To determine the impact of aging on the functioning of brainstem NA neurons and their control of UA muscles.  The prevalence of OSA is dramatically increased with age and has reached 32%-62% in older individuals as compared to 10%-15% in middle-aged population. The exact mechanisms whereby aging increases the risk of OSA are not well understood. Normal aging is associated with degeneration of NA neurons in LC, accelerated forebrain amyloid deposition and neural injury in a murine model of Alzheimer’s disease. Brainstem NA neurons that play a major role in sleep-related control of UA muscles and are critical for UA patency may undergo age-related neural injury. The objective of this study is to determine effect of aging on 1) the functional and anatomical properties of brainstem NA neurons; and 2) relationship between NA system and UA muscles measured by GG muscle activity during sleep-wake states in aging mice. In these studies, we will determine which of the group of brainstem NA neurons are most vulnerable to the age-related changes in relation to the control of UA muscles and the effect of aging on the density of NA innervation of hypoglossal motoneurons that innervate the upper airway muscles. This project is funded by NIH.

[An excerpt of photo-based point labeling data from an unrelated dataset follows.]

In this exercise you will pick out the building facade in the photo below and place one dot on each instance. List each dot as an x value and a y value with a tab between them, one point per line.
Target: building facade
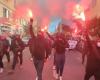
6	9
6	13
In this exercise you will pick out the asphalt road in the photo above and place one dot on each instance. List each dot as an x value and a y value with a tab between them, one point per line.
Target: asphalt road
73	69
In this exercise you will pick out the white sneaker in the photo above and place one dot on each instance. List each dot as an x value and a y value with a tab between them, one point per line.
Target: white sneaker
1	70
60	78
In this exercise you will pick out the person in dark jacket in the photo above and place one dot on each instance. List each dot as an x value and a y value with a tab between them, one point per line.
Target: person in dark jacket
17	47
6	48
1	55
93	59
60	46
39	51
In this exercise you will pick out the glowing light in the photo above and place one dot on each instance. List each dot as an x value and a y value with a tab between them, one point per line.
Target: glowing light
42	30
79	12
30	13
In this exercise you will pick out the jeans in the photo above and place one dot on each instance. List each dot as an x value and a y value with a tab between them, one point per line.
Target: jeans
59	61
1	62
39	67
15	59
7	54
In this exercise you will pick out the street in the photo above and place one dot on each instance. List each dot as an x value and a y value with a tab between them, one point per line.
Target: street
73	70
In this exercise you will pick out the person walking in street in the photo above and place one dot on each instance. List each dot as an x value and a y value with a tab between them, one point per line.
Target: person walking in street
6	48
17	47
60	46
1	55
93	58
39	51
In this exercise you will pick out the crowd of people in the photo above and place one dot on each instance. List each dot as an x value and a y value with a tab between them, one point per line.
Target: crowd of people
40	48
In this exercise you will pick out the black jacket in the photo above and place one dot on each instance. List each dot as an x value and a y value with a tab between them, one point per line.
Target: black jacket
39	46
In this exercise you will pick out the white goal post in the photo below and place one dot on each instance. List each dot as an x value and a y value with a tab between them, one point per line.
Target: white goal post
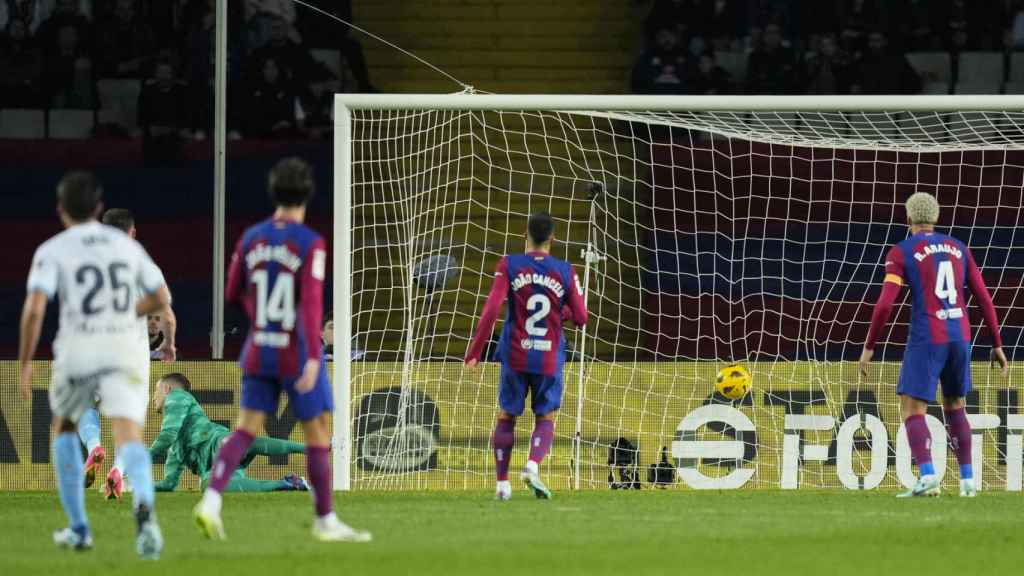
727	229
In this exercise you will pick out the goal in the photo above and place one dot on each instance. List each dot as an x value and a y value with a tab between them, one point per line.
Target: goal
707	231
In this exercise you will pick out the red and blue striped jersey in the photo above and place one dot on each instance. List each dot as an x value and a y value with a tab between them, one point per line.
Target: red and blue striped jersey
276	274
542	291
937	268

Determine the sleep-related changes in genioglossus muscle activity in behaving DBH-cre mice.

Investigate the contribution of A/C1 noradrenergic/adrenergic neurons to sleep-related depression of genioglossus muscle activity using the Inhibitory DREADD (hSyn-DIO-hM4Di-mCherry).

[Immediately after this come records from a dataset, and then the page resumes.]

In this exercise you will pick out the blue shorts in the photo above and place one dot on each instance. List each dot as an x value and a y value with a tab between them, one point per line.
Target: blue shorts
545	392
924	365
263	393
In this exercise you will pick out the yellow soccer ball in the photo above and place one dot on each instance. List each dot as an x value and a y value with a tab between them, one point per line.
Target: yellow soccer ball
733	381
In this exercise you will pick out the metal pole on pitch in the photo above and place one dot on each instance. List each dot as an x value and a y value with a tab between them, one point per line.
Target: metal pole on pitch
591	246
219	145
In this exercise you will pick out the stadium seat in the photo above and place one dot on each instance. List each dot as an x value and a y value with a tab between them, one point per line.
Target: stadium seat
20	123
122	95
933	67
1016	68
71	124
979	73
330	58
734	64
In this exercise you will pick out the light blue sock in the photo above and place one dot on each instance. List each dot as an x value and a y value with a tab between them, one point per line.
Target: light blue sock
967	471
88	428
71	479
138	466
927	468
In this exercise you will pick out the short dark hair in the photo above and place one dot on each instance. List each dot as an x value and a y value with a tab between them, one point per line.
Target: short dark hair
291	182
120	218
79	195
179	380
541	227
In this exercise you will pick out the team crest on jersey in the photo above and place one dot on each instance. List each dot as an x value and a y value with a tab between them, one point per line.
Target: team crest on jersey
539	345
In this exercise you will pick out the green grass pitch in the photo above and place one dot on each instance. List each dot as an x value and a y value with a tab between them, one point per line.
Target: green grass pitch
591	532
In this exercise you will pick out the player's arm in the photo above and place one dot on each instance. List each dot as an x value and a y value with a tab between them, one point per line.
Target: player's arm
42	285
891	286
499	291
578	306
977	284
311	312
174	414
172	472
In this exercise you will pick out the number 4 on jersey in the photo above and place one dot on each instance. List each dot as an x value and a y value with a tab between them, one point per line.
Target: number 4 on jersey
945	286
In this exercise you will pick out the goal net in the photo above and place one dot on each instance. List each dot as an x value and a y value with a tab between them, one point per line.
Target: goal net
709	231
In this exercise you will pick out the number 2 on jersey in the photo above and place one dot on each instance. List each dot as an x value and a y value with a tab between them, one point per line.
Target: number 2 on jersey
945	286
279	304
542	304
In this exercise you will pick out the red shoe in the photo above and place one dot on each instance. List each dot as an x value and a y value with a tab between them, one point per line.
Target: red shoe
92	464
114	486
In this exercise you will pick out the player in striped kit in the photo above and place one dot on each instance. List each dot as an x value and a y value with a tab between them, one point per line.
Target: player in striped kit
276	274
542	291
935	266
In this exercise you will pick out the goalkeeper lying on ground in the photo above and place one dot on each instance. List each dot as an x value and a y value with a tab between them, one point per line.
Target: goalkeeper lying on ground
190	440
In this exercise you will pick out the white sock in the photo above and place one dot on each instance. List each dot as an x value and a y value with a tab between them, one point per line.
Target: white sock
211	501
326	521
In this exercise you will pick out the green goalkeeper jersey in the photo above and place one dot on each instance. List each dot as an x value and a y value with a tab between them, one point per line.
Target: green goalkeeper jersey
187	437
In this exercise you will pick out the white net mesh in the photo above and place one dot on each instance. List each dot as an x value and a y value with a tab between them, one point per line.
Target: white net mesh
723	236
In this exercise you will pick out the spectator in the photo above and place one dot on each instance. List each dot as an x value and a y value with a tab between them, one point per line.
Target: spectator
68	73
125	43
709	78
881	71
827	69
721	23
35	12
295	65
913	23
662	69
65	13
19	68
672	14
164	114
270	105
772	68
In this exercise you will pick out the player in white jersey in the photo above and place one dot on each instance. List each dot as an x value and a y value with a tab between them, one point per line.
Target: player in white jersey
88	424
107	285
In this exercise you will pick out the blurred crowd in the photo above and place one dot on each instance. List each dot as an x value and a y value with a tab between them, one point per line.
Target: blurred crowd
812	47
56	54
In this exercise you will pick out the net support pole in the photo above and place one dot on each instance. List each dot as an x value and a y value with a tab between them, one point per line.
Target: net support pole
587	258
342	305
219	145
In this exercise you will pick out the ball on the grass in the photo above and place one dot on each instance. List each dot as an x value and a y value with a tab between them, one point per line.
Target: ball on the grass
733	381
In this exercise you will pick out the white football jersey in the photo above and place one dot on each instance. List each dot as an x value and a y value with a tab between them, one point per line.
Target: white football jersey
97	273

Employ immunohistochemistry to complement the chemogenetic approach and determine expression of DREADD in noradrenergic, TH-positive neurons.

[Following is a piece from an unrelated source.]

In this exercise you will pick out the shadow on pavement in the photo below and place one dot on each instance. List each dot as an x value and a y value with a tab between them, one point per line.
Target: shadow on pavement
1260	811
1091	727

Investigate the contribution of A7 noradrenergic neurons to sleep-related depression of genioglossus muscle activity using the excitatory DREADD (hSyn-DIO-hM3Dq-mCherry).

Determine sources of noradrenergic and cholinergic excitatory drive to hypoglossal motoneurons (XII) that innervate the upper airway muscles.

Determine the effect of chronic intermittent hypoxia (CIH), a major pathogenic factor of OSA, on noradrenergic innervation of XII motor motoneurons using the Channel Rhodopsin2 (ChR2)-assisted tracer in DBH-cre mice exposed to CIH, an animal model of OSA.

OSA is a chronic disorder caused by repeated upper-airway collapse during sleep, resulting in episodes of apnea and arousals that result in fragmented sleep and intermittent hypoxia/reoxygenation, hypercapnia, and increased sympathetic activation. In OSA patients, the hypoxic burden in addition to sleep deprivation is associated with further molecular and cellular disruptions, leading to oxidative stress, neuronal injury and apoptosis. These key injurious stimuli give rise to major cardiovascular, metabolic, cognitive and neurodegenerative disorders, and the progression of cancer. OSA is more prevalent in men than in women and its prevalence increases with age. The major contributor to OSA pathophysiology is the sleep-related reduction of the tone in upper airway muscles, mainly the genioglossus (GG) muscle which is the major upper airway dilator.

We focus to define neural connections to upper airway motoneurons and neurochemical mechanisms that are responsible for upper airway collapse during sleep in young and elderly population, and identify neuronal targets for therapeutic approaches to develop pharmacological treatment and novel interventional strategies for OSA. To this end we use chronic intermittent hypoxia (CIH) a mouse model of OSA, recording of sleep and wakefulness in behaving mice, recording of upper airway muscle activity during sleep and wakefulness, plethysmography, neuronal tracing (AAV-EF1a-DIO-hChR2(H134R)-mCherry and retrograde tracers), chemogenetics (inhibitory-hSyn-DIO-hM4Di-mCherry & excitatory-hSyn-DIO-hM3Dq-mCherry DREADDs), Cre Driver lines of transgenic mice, electrophysiology and neuropharmacology.

The long-term goal of our laboratory is to determine the underlying mechanisms of:

1. Pathophysiology of obstructive sleep apnea (OSA)
2. Neural mechanisms of age-related increase in OSA prevalence
3. Sex differences in OSA
4. How OSA contribute to age-related cognitive deficits and neurodegeneration
5. To develop pharmacological therapies and gender-specific interventional strategies for OSA treatment and prevention of its comorbidities.